Halfway into my first pregnancy, alarm bells were sounded when a routine sonogram revealed a higher than average number for the cranium-to-femur ratio. In that early glimpse into the too-much-information-age, a newly discovered minuscule correlation between such a ratio and serious fetal abnormalities sent my doctor (and me) into a tail spin.
Thanks to the miracles of modern science, I was reassured that I would not have to worry about that one particular (and already statistically unlikely) fetal abnormality, though they were unable to explain the slightly skewed ratio. Mystery solved years later: the girl with the out sized prenatal skull and the stunted shinbone turned out to be really smart and really short.
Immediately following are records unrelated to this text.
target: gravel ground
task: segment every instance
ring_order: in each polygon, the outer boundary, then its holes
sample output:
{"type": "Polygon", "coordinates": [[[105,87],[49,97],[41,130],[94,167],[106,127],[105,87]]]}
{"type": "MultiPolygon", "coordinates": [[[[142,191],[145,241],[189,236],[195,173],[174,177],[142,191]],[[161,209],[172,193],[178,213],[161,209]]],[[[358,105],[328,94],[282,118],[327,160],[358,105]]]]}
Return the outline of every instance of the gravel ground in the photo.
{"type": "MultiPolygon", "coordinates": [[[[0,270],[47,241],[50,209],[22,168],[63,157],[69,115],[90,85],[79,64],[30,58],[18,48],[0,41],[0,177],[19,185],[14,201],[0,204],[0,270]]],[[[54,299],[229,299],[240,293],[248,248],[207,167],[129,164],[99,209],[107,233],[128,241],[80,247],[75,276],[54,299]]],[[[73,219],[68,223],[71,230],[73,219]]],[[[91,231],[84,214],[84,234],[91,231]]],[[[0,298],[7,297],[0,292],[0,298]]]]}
In each of my pregnancies, I looked forward to those ultrasound images, craving whatever reassurance I could get that my baby would be perfect. Odd, to hang so much hope on grainy and fuzzy photographs of floating translucent blobs that looked more like prehistoric sea creatures than humans, but Xanax wasn't an option.
No amount of information could be too much, but the truth is, I knew nothing. Nothing of the explosion of love I would feel, nothing of the way my heart could expand each time to accommodate a new explosion of equal magnitude, nothing of the unremitting worry that comes with being a parent. Nothing of how short lived that initial sigh of relief would be, the brief exhale that comes after counting up a total of twenty fingers and toes.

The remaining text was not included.